Tuesday, April 14, 2009

On Military Privatization

[Just found this post from a few weeks ago orphaned in my 'drafts'. Thus the out-of-date news story.]

I've got some mixed opinions about military contractors in Iraq. I think it's manifestly clear that the unaccountable triggerhappiness of some of the mercenaries private security contractors has made the task of victory tougher and more dangerous for constitutional American forces. On the other hand, the privatization of many support operations to contractors like KBR has raised the standard of living at US bases in Iraq to unimaginable levels. I lived and ate better in Iraq than I could even dream of on a base in the US. Behind the build-your-own panini line, Mongolian barbeque and ice-cream sundaes, however, some truly worrisome safety issues have come to light (from CNN, via hilzoy).
Thousands of buildings at U.S. bases in Iraq and Afghanistan have such poorly installed wiring that American troops face life-threatening risks, a top inspector for the Army says.

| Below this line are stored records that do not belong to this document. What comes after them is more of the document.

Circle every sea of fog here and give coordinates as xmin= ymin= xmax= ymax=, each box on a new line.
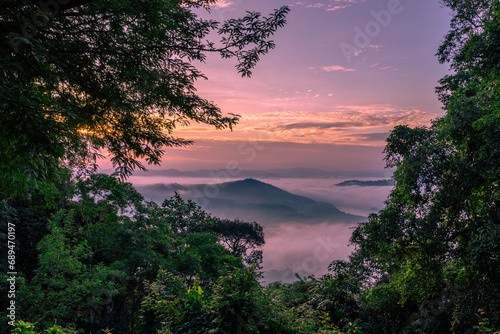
xmin=128 ymin=175 xmax=393 ymax=283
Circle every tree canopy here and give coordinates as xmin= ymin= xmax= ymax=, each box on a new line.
xmin=0 ymin=0 xmax=289 ymax=199
xmin=346 ymin=0 xmax=500 ymax=332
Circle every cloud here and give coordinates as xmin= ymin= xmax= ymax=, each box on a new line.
xmin=304 ymin=3 xmax=326 ymax=9
xmin=247 ymin=104 xmax=434 ymax=127
xmin=243 ymin=105 xmax=434 ymax=145
xmin=211 ymin=0 xmax=237 ymax=9
xmin=350 ymin=132 xmax=390 ymax=142
xmin=173 ymin=104 xmax=437 ymax=147
xmin=292 ymin=0 xmax=367 ymax=12
xmin=353 ymin=44 xmax=383 ymax=58
xmin=309 ymin=65 xmax=355 ymax=72
xmin=261 ymin=222 xmax=356 ymax=282
xmin=277 ymin=121 xmax=364 ymax=130
xmin=326 ymin=3 xmax=353 ymax=11
xmin=379 ymin=66 xmax=400 ymax=71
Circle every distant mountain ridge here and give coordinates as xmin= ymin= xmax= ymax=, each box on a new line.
xmin=131 ymin=168 xmax=391 ymax=179
xmin=137 ymin=178 xmax=364 ymax=225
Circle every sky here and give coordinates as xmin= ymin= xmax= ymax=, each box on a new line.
xmin=150 ymin=0 xmax=453 ymax=173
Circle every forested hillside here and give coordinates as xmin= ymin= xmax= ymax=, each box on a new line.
xmin=1 ymin=0 xmax=499 ymax=333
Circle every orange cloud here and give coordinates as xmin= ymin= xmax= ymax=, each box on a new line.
xmin=174 ymin=104 xmax=436 ymax=147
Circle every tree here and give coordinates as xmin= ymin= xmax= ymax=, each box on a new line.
xmin=212 ymin=218 xmax=265 ymax=267
xmin=152 ymin=195 xmax=266 ymax=268
xmin=17 ymin=209 xmax=125 ymax=332
xmin=0 ymin=0 xmax=289 ymax=199
xmin=347 ymin=1 xmax=500 ymax=332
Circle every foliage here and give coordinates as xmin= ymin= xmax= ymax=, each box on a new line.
xmin=142 ymin=270 xmax=213 ymax=334
xmin=344 ymin=1 xmax=500 ymax=332
xmin=212 ymin=218 xmax=265 ymax=268
xmin=10 ymin=320 xmax=37 ymax=334
xmin=145 ymin=265 xmax=298 ymax=334
xmin=1 ymin=174 xmax=268 ymax=333
xmin=475 ymin=309 xmax=500 ymax=334
xmin=0 ymin=0 xmax=289 ymax=199
xmin=9 ymin=320 xmax=80 ymax=334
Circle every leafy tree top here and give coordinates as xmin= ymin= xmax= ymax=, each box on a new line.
xmin=0 ymin=0 xmax=289 ymax=198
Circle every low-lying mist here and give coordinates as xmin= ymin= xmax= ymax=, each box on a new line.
xmin=261 ymin=222 xmax=357 ymax=283
xmin=131 ymin=175 xmax=393 ymax=282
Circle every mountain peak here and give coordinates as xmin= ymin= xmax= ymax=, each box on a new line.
xmin=138 ymin=178 xmax=365 ymax=225
xmin=223 ymin=178 xmax=284 ymax=194
xmin=242 ymin=178 xmax=261 ymax=183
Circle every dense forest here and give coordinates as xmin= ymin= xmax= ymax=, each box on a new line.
xmin=1 ymin=0 xmax=499 ymax=333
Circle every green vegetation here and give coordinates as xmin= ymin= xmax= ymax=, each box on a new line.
xmin=1 ymin=174 xmax=270 ymax=333
xmin=1 ymin=0 xmax=500 ymax=333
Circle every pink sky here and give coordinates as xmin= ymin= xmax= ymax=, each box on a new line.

"It was horrible -- some of the worst electrical work I've ever seen," said Jim Childs, a master electrician and the top civilian expert in an Army safety survey. Childs told CNN that "with the buildings the way they are, we're playing Russian roulette."

Childs recently returned from Iraq, where he is taking part in a yearlong review aimed at correcting electrical hazards on U.S. bases. He told CNN that thousands of buildings in Iraq and Afghanistan are so badly wired that troops are at serious risk of death or injury. He said problems are "everywhere" in Iraq, where 18 U.S. troops have died by electrocution since 2003.

Most of these bases were built by the much-maligned KBR, which has been such a liberal punching-bag I instinctively want to defend it. But I've seen how they operate, and so this story is all too believable. KBR keeps costs low by employing "third-country nationals" or TCNs, mostly from South Asia and the Philippines. I've got no problem with these guys cooking my dinners and cleaning my bathrooms, in fact I'm quite grateful for it. But if they're going to be wiring my hooch and plumbing my showers, KBR ought to be expected to hold them to first-world safety standards. And the contractor's non-apology makes sympathy difficult:

What is important to remember is the challenging environment in which these issues exist.

The electrical standards in Iraq are nowhere near those of Western or U.S. standards. Add to this the challenges that exist in a war zone. We have been and remain committed to fully cooperating with the government on this issue.

Except that we're talking about bases that KBR has built from the ground up, powered by grids built by KBR and fed by generators supplied by KBR. I don't honestly know what they're trying to pull.